The Last Word on What Went Wrong
This article is from the archive of The New York Sun before the launch of its new website in 2022. The Sun has neither altered nor updated such articles but will seek to correct any errors, mis-categorizations or other problems introduced during transfer.

Who is to blame for the mortgage mess? There are plenty of candidates, including the mortgage brokers, the ratings agencies, the lenders, and the borrowers.
Helping to sort through the debris is Andrew Davidson of the eponymous risk management firm, who has laid out in an intelligent piece in his monthly newsletter how all these participants and more combined to upend this important financial market. I had the opportunity to visit with Mr. Davidson and thought his views hit the nail on the head.
Mr. Davidson has spent his entire career in the mortgage-backed securities arena, and now he has a chic office at Broadway and Spring Street. He has more than 120 clients who rely on him to sort out the mysteries of the MBS business, and that number is rising. By 11 a.m. on the day of my visit last week, he had already heard from five potential new clients, including one large bank that wanted his firm to comb through its portfolio, just to be sure. His credentials, in short, are excellent. As has been his reading of the marketplace. He manages a portfolio of mortgages and was short most of the year. “Nothing that’s going wrong is a surprise,” he says. “It’s just the extent to which it has gone wrong.” Mr. Davidson’s main point in his article “Six Degrees of Separation” is that “the people responsible for making loans had too little financial interest in the performance of those loans and the people with financial interest in those loans had too little involvement in how those loans were made.” In other words, there were too many links between ultimate borrower and ultimate lender, so that “the transfer of risk [led] to a lack of diligence, and the markets [became] dysfunctional.”
Pretty simple, right? It gets more complicated when he begins to sort out the roles played by the mortgage brokers who have contact with the borrowers and who arrange the loans; the mortgage bankers who fund and then sell the loans; the aggregators (possibly broker-dealers) who buy and then package the loans into a security bought by investors; the CDO managers who buy portfolios of MBS for a trust that issues debt backed by those securities; and finally the poor sap (the investor) who buys the CDO. And don’t forget the servicers that collect payments from the borrower and the rating agencies that rate the MBS. Mr. Davidson would argue that as you move along this chain, there is a steady drop in knowledge of, and control over, the value of the original credit. Early on, the mortgage market requires something called “representations and warranties” on purchased loans. “These reps and warrants, as they are called, are designed to ensure that the loans sold meet the guidelines of the purchasers,” he says, but in fact they are often not backed by capital sufficient to make good in the case of a default. By the time you get to the last link in the chain, there is virtually no financial backing of the loans.
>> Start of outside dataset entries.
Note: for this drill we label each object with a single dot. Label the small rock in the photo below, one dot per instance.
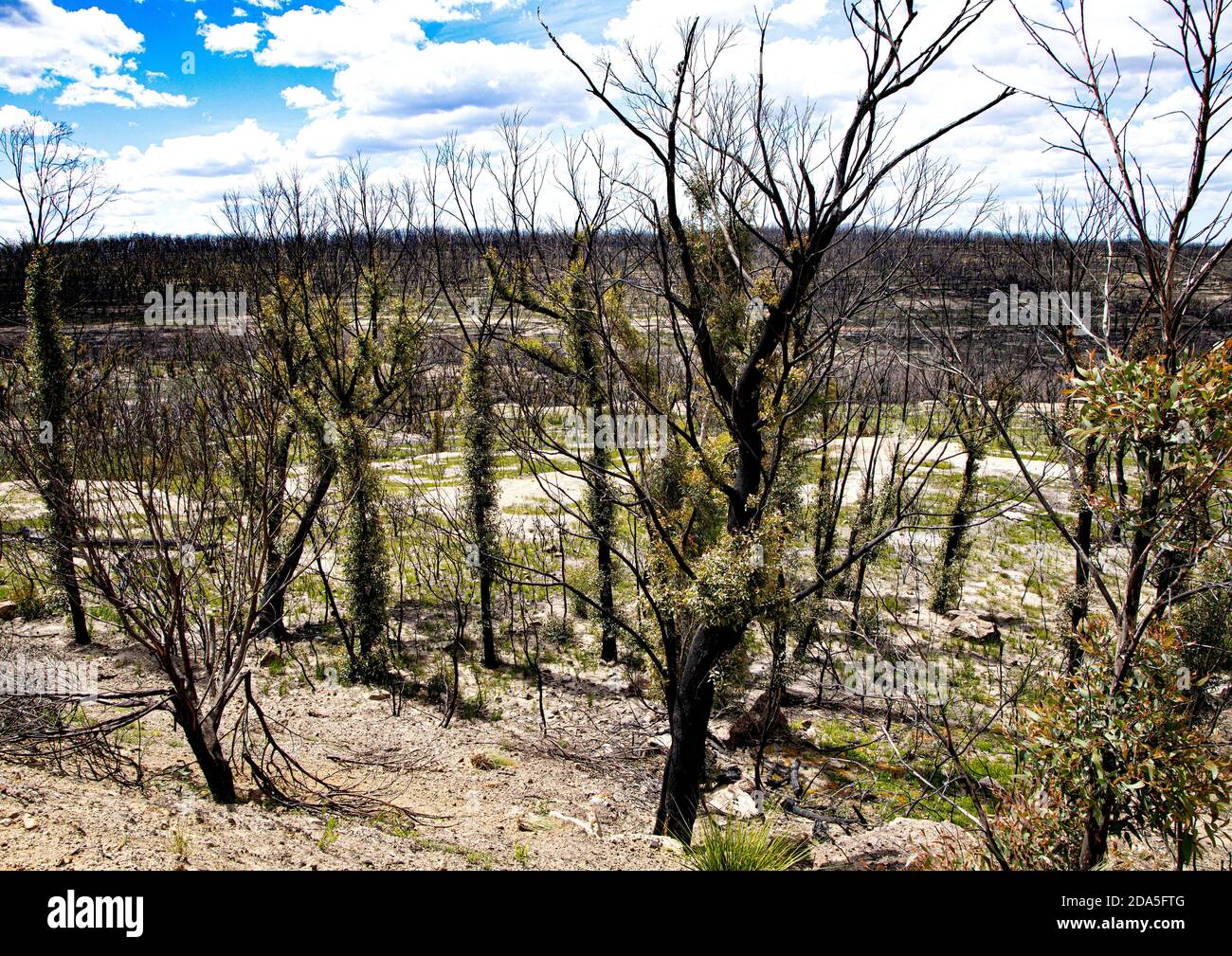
(973, 628)
(734, 803)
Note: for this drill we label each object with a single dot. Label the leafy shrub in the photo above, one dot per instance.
(1132, 751)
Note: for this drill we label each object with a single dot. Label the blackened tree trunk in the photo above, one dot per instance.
(1079, 604)
(279, 575)
(202, 737)
(948, 593)
(690, 701)
(479, 466)
(47, 361)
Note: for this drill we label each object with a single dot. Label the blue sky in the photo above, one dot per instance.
(186, 99)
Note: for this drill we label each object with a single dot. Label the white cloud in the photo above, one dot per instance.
(303, 98)
(44, 45)
(235, 38)
(352, 31)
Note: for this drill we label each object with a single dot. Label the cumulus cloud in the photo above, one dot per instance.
(235, 38)
(352, 31)
(45, 47)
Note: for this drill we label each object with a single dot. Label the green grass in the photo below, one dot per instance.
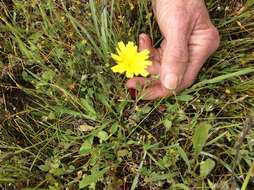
(68, 122)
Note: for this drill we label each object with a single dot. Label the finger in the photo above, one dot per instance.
(174, 62)
(145, 42)
(156, 90)
(200, 50)
(137, 82)
(155, 68)
(153, 90)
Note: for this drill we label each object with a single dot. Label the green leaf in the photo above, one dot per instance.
(48, 75)
(206, 167)
(184, 156)
(93, 178)
(185, 98)
(168, 124)
(200, 137)
(88, 107)
(102, 135)
(86, 147)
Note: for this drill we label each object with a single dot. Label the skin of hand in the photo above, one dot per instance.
(189, 38)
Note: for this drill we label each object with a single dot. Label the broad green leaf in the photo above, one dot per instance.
(86, 147)
(200, 137)
(168, 124)
(88, 107)
(206, 167)
(92, 179)
(102, 135)
(184, 156)
(86, 128)
(179, 186)
(48, 75)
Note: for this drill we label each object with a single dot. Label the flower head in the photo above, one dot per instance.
(131, 61)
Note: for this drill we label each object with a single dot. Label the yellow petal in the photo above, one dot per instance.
(129, 74)
(116, 57)
(117, 69)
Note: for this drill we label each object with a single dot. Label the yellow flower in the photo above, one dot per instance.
(131, 61)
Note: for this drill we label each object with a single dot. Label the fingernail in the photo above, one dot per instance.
(171, 81)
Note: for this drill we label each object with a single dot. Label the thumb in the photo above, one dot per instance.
(174, 61)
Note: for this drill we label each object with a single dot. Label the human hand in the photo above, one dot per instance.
(189, 39)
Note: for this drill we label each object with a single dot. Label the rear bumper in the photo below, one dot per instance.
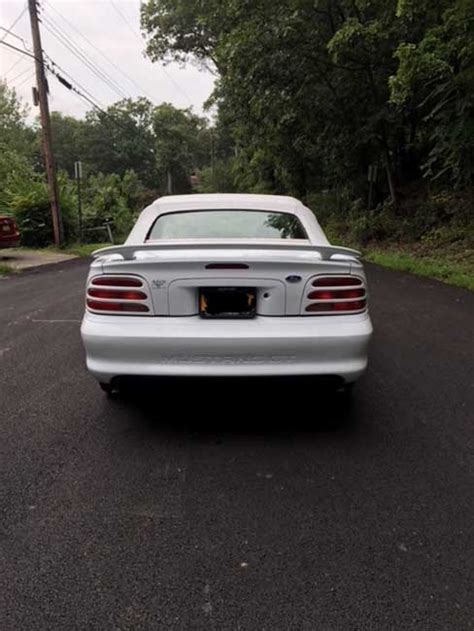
(190, 346)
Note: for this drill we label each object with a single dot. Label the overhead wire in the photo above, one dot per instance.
(101, 53)
(17, 62)
(23, 72)
(15, 22)
(137, 34)
(75, 50)
(30, 76)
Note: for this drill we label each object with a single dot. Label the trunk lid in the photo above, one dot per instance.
(177, 272)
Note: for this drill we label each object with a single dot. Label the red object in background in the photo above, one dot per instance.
(9, 233)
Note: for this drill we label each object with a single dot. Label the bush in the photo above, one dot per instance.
(31, 208)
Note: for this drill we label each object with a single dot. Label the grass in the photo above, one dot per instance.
(82, 249)
(443, 267)
(5, 269)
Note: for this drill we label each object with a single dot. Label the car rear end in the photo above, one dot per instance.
(9, 233)
(229, 309)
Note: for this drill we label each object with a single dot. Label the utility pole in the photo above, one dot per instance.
(42, 86)
(78, 174)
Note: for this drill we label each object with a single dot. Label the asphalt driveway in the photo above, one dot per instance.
(240, 504)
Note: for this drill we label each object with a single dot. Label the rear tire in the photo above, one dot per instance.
(110, 389)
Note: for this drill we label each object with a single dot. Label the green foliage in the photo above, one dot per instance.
(315, 92)
(29, 203)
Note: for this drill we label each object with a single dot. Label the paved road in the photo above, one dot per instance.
(237, 505)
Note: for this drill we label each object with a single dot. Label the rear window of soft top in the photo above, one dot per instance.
(227, 224)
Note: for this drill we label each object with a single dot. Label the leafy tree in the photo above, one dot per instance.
(121, 139)
(180, 146)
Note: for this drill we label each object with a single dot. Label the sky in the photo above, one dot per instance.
(107, 33)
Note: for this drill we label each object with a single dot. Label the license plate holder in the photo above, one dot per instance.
(228, 302)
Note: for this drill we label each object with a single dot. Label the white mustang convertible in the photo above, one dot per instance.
(226, 285)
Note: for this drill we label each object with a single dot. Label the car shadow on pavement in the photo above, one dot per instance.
(217, 406)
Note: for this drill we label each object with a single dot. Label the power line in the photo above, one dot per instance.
(15, 22)
(67, 84)
(137, 34)
(65, 72)
(20, 60)
(19, 75)
(112, 63)
(30, 76)
(79, 54)
(18, 50)
(126, 21)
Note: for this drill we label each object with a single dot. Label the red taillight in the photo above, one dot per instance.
(336, 294)
(341, 294)
(98, 305)
(117, 294)
(316, 307)
(116, 281)
(337, 281)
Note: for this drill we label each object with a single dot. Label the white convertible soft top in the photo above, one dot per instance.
(226, 201)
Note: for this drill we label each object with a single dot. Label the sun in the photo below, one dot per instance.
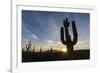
(64, 50)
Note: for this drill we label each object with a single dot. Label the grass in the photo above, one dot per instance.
(54, 56)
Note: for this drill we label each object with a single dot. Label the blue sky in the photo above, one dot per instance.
(43, 28)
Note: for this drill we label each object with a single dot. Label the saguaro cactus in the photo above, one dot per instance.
(28, 46)
(66, 38)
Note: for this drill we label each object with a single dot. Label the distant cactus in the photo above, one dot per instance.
(66, 38)
(33, 49)
(51, 49)
(28, 46)
(40, 50)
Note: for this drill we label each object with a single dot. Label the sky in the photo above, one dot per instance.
(42, 28)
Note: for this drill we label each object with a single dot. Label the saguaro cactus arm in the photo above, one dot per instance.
(62, 35)
(75, 35)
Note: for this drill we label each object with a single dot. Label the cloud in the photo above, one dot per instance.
(34, 36)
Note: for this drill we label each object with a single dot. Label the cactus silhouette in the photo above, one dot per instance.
(66, 37)
(28, 46)
(51, 49)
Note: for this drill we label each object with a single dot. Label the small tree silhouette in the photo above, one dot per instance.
(66, 38)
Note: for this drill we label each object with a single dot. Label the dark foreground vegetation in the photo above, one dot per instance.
(54, 56)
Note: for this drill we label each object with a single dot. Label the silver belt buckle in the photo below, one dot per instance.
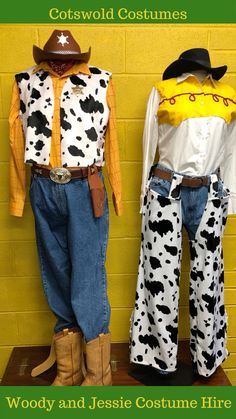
(60, 175)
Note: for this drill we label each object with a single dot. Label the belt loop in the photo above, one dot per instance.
(175, 186)
(213, 190)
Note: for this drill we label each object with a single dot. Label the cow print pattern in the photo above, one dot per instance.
(154, 321)
(84, 116)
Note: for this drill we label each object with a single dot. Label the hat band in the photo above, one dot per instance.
(63, 52)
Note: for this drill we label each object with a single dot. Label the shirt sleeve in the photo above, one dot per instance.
(17, 166)
(112, 151)
(150, 139)
(228, 167)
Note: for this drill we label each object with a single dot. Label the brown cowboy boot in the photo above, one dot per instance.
(98, 353)
(69, 352)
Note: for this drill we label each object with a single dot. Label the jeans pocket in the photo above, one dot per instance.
(160, 186)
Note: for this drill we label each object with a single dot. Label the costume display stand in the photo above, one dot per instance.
(24, 359)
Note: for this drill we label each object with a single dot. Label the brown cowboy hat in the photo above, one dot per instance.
(60, 46)
(193, 59)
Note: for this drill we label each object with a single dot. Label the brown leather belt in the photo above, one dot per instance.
(62, 174)
(194, 182)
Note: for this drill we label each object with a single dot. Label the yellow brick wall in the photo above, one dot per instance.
(137, 56)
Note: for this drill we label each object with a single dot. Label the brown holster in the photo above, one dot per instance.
(97, 191)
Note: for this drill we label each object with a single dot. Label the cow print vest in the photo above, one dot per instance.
(84, 116)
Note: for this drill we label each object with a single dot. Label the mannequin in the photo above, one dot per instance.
(191, 119)
(62, 124)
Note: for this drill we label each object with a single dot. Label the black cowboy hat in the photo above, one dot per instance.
(193, 59)
(60, 46)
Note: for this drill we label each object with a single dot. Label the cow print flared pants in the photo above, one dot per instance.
(154, 322)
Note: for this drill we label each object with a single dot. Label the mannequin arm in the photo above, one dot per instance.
(112, 151)
(17, 166)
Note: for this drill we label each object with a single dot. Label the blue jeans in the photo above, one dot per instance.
(154, 331)
(72, 247)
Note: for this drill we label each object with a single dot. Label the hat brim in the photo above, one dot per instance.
(41, 55)
(178, 67)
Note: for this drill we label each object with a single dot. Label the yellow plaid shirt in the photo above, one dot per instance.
(17, 166)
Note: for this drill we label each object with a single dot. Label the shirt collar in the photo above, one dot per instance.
(78, 67)
(185, 76)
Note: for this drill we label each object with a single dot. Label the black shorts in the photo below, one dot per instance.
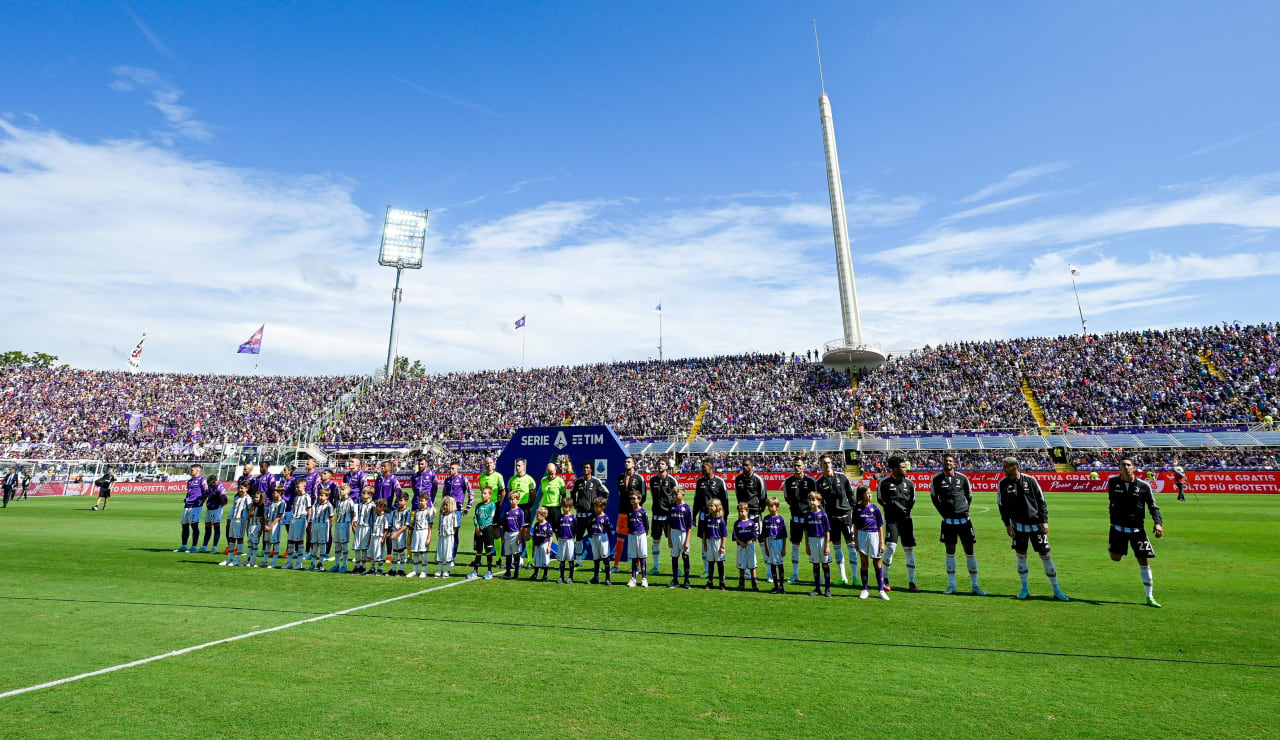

Unique to CDOs, the rating agencies do not get paid unless a transaction occurs and the CDO is created. In other sectors, the ratings agencies are called in to rate a company or a transaction that already exists or that is likely to occur. In the case of the CDO, if the agency puts too low a rating on the security, the trust will be unable to borrow money or tack on enough leverage to offer investors competitive rates of return. As a result, the CDO will not be created. If that happens, the rating agency does not get paid. As Mr. Davidson says, “In my view, there are very few institutions that can remain objective given such a compensation scheme.”
CDOs also have issues. “In many cases CDO managers receive fees that are independent of the performance of the deals they manage,” Mr. Davidson writes. Though not always the case, often the CDO manager had little exposure to the value of the underlying bonds.
Mr. Davidson concludes that “there was too little capital at risk in key parts of the mortgage origination and investment chain” and makes two recommendations about how this complex process could be improved upon going forward.
First, he advocates making sure there is “capital at the origination end of the process.” The mortgage brokers, or whoever is dealing with the borrower, should be licensed and bonded, just like stockbrokers who are also responsible for giving clients financial advice. Also, he suggests that “firms in the chain of reps and warrants need to maintain sufficient reserves to support their financial promises.” Otherwise, those guarantees are meaningless.
Mr. Davidson’s second proposal is that there should be limits on the amount of leverage used by CDOs. He argues that this could be accomplished de facto though the ratings agencies, or through rules on leveraged investment vehicles. Though for the time being the subprime part of the CDO market will not attract investors and will therefore not be an issue, there are other types of CDOs where problems might also arise.
In the short run, he hopes the government will continue to infuse liquidity into the system, and that a good many lenders will work out ways in which the much feared “resets” coming up in some adjustable rate mortgages will be refigured to make them less onerous. “There will be a lot of loan modifications,” he predicts.
Reviewing the carnage, Mr. Davidson says: “All the people that knew what was going on had no power to change the process. In addition, everyone liked the result; home ownership had very strong support throughout the government, so no one really wanted to stop it.”